A user here named GGJstudios has some very good guides on MR.
simple things that I recall I had to search for when I transcended EDIT:transitioned
External drives must be a mac compatible format like FAT32. It will let you read NTFS drives but it wont let you write to them.
When you delete stuff from an external hard drive, its not deleted until you empty the trash too.
when you read "option" key anywhere, that's refering to the alt key
The year was 2007. Up until that point I was a power Windows PC user for most of my life. I had just completed taking possession of a custom-built $4k computer from Velocity Micro.
The computer was nothing but problematic. The vendor could not fix it despite the fact it was sent back several times.
Frustrated, I decided to try something new. I went to a Mac Pro.
Now, mind you, back in 2007 Macs were not popular. In fact, the conception was pretty much that if you were moving to that platform you were moving to the "dark side." It was not a popular choice amongst most computer users.
5+ years later I now own a Macbook Pro, iMac, iPad and iPhone (though I just moved to an Android Galaxy Note II).

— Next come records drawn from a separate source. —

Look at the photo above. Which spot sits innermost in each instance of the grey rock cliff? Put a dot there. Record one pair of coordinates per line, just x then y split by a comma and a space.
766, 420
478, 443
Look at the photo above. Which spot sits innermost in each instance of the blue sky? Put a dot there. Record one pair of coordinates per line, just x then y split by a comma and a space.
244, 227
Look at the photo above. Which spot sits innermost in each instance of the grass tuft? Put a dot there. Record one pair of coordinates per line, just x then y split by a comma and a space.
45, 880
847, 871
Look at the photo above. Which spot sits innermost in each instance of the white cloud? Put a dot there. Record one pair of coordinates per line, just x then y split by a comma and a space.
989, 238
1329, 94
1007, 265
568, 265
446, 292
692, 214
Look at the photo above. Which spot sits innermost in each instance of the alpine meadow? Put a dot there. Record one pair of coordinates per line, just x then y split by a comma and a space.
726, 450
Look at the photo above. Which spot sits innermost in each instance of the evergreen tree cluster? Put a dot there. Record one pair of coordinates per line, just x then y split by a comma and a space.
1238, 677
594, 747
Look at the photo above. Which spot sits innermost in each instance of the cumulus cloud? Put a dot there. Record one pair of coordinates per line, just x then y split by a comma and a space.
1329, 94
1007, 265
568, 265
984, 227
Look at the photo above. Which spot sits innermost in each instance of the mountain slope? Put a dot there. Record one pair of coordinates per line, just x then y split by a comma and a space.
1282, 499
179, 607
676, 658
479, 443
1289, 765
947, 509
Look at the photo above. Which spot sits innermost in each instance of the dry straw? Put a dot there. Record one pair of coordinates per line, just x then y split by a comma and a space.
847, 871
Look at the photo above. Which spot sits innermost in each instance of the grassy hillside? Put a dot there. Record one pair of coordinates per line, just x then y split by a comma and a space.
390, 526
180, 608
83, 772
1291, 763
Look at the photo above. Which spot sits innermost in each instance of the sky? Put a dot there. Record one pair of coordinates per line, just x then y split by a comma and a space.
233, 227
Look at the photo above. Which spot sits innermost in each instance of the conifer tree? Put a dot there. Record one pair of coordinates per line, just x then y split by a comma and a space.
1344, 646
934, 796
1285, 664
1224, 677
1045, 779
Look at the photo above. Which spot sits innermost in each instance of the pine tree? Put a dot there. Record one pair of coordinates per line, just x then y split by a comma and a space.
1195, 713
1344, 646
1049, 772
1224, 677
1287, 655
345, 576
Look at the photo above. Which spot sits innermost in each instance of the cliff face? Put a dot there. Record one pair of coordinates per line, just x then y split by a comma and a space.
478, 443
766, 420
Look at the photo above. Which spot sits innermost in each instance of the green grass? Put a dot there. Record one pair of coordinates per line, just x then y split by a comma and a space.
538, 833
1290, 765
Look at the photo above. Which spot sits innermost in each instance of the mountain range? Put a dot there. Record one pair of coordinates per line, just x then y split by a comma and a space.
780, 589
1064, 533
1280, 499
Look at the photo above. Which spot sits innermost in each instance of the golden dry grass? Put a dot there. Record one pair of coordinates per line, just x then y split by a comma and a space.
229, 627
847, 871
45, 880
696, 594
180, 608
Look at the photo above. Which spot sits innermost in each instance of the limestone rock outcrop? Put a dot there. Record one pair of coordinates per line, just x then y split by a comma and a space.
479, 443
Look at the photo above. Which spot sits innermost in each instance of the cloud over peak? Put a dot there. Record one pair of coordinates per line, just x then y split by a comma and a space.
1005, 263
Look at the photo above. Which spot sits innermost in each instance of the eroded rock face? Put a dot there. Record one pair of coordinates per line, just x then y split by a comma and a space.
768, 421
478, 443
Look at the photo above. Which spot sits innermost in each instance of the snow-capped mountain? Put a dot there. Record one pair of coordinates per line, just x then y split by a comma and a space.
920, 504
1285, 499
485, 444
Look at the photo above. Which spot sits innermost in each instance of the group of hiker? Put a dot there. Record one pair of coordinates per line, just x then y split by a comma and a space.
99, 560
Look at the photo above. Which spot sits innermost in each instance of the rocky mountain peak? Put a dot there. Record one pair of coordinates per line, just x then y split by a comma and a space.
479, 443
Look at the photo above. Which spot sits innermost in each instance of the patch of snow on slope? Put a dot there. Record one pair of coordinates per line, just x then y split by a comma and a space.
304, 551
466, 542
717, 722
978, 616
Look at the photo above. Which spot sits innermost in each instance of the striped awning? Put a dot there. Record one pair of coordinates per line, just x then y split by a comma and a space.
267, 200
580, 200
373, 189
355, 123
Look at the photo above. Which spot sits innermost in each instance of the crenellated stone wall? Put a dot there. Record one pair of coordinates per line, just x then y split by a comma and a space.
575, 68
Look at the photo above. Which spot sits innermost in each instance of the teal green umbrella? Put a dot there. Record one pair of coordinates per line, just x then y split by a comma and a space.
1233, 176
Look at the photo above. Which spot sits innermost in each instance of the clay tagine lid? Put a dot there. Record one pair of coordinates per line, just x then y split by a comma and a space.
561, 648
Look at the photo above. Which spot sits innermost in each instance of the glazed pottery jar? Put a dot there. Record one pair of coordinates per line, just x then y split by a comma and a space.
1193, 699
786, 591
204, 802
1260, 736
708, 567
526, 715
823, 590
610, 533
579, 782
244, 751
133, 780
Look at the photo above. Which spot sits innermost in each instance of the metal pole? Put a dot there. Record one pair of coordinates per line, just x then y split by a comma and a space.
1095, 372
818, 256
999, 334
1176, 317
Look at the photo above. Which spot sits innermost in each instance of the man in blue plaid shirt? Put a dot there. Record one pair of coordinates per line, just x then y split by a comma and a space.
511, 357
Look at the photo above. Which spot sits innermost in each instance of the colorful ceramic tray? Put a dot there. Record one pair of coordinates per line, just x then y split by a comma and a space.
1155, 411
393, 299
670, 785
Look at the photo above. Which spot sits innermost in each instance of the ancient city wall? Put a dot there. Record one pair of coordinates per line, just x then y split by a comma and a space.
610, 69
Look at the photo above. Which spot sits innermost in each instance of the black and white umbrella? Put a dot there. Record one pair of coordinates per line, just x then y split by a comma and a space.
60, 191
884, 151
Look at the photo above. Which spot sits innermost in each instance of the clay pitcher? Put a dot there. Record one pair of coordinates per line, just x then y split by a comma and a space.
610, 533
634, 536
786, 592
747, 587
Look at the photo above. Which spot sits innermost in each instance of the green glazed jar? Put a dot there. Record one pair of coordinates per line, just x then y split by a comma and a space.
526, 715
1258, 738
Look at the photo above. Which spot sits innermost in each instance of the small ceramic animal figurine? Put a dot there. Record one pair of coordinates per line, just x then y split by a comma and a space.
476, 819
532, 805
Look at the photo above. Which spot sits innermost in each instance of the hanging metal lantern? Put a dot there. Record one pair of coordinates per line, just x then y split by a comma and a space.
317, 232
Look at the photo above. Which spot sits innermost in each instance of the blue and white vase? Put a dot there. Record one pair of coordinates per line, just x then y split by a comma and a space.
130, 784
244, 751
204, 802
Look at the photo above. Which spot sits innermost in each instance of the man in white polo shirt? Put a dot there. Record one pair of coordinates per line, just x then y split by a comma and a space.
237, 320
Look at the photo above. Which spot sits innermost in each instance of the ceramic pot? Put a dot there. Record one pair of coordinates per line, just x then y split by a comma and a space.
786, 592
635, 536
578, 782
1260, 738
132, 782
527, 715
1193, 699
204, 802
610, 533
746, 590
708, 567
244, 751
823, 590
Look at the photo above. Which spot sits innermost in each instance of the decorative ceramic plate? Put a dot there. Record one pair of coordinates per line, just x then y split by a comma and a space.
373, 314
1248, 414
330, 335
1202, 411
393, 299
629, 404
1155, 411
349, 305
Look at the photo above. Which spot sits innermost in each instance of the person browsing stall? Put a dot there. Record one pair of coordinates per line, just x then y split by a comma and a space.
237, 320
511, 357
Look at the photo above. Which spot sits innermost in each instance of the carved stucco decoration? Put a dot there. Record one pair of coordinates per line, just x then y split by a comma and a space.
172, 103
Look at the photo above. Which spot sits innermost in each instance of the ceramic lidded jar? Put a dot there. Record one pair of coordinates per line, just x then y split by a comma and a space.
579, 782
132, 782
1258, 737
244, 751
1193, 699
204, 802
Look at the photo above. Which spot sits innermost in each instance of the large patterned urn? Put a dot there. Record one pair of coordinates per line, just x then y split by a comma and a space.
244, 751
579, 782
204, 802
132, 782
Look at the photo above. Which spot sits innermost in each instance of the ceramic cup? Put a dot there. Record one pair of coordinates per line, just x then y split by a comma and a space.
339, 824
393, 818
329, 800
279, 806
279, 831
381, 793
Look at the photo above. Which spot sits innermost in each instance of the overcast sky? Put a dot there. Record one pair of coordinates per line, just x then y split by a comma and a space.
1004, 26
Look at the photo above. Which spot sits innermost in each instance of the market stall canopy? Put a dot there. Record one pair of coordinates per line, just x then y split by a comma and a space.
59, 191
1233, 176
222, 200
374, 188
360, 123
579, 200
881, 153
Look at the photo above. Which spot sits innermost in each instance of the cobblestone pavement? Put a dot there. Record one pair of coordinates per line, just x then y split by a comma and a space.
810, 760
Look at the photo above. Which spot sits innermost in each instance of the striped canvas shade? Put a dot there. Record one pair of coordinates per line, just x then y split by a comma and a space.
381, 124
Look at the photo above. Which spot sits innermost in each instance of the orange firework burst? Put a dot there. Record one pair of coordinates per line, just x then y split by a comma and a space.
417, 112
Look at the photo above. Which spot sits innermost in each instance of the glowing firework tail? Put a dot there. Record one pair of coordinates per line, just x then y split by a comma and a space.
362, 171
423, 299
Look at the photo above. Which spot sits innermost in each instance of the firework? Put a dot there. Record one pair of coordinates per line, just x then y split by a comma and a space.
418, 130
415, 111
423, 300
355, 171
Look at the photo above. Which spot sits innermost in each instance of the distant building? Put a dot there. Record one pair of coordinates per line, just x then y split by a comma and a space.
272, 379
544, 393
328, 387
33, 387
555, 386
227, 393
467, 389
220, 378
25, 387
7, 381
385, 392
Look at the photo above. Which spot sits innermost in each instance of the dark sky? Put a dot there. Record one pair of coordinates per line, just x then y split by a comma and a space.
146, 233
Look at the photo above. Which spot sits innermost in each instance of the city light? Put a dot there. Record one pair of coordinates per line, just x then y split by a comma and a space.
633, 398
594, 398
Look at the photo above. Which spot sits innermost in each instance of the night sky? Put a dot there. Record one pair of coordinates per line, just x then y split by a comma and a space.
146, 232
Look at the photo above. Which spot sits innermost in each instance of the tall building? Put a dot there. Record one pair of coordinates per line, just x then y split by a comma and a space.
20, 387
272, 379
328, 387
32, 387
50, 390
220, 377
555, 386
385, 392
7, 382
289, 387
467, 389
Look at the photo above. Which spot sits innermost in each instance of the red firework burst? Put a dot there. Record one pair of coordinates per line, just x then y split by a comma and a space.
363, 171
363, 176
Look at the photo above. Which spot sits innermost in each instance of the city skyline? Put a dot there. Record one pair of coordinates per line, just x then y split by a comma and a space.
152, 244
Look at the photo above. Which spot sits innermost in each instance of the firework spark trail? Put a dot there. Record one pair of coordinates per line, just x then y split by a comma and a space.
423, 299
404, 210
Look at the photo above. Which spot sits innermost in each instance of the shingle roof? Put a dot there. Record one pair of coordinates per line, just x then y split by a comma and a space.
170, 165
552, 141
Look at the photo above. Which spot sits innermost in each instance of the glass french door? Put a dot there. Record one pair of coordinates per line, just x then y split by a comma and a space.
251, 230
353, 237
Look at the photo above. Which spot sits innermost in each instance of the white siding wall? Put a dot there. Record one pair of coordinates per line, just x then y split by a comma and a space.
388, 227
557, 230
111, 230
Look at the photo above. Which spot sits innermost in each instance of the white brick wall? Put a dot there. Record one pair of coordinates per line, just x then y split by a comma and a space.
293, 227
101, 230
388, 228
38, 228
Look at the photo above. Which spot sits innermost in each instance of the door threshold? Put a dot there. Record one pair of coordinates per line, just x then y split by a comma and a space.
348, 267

Once you go Mac, you never want to go back to Windows. You don't have to worry about viruses nor registry conflicts. Everything just works.
Is there a learning curve? Slight. Instead of .EXE files you deal with .DMG files. Some you simply open and drag to your applications folder to install. Some you click on and they install themselves.
I promise you, I think you will find using a MAC a very rewarding experience. The computers are built like bricks. You have enormous support from Apple, and the operating system is fantastic.